What is interesting about the quality of a tendon’s structure is that it is mostly developed in childhood and adolescence. The tendon condition is topped up daily in response to the work that a body has done during that day. This adjustment mechanisms gives the tendon the ability to adapt to changes in forces exerted on the body. Conversely, if no work is put through a tendon, it’s condition and functionally ability will deteriorate. Scientists believe that deterioration in a tendon is due to the lack of the daily maintenance and does not affect what has developed in childhood (Magnusson et al 2019).
The principle that is important for athletes to bear in mind is that the health and ability of the tendon is dependent on regular exercise. The tendon needs regular mechanical stimulation for maintenance of the matrix protein synthesis of the tendon. At a cellular level, stimulation causes a cell response in the tendon and the tendon’s fibroblastic cells produce collagen (collagen type I). This type of collagen is a vital component required for a healthy tendon structure and its ability to perform force management.
So, what is meant by force, mechanical loading, or stimulation? Any movement that the body makes. Muscle movements that are isometric, concentric, and eccentric will stimulate a tendon and provide a mechanical load to the tendon. Even when a muscle contraction is induced via electrical stimulation, there is mechanical loading applied to the tendon and the positive increase in collagen synthesis.

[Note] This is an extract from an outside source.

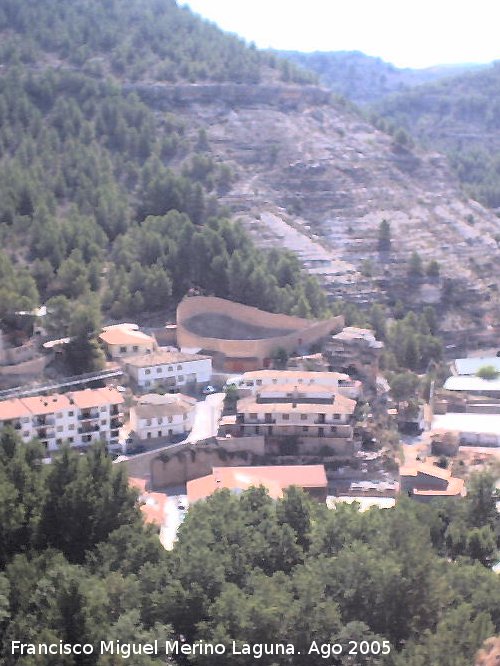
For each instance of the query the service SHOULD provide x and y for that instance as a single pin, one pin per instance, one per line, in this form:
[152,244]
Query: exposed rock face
[232,94]
[315,177]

The tendon has a slightly higher capacity of force management than its trained ability. The second principle that is important to understand is that as the ability of the tendon increases, its capacity increases too. If the tendon is not trained, its ability decreases and with this so does its capacity.
So how does injury or damage to a tendon occur:
There is a state of flux that a tendon is in, between loading, localised cell response, and collagen produced. Just as we need air to survive, the tendon needs load to thrive. Load on the tendon contributes to and is essential for the maintenance of the protein matrix. It is this protein mix inside the tendon that is responsible for the tendon’s abilities. However, if the load on the tendon is too great and the tendon is overloaded beyond its capacity to bear load, the damage to the tendon structure is called “disrepair’. The integrity or health of the tendon structure can go in two directions; healing and return to the initial state of flux (called the reactive phase) or the tendon can degenerate to a state where it can be torn. This concept is known as the Continuum model theory of tendon health and performance (Cook et al 2009).
The take home message is that: the mechanical stimulation of work, whether through activity or training, applied to a tendon will promote the development of a stronger structure of the tendon, has a more effective performance ability and one that is safer from injury.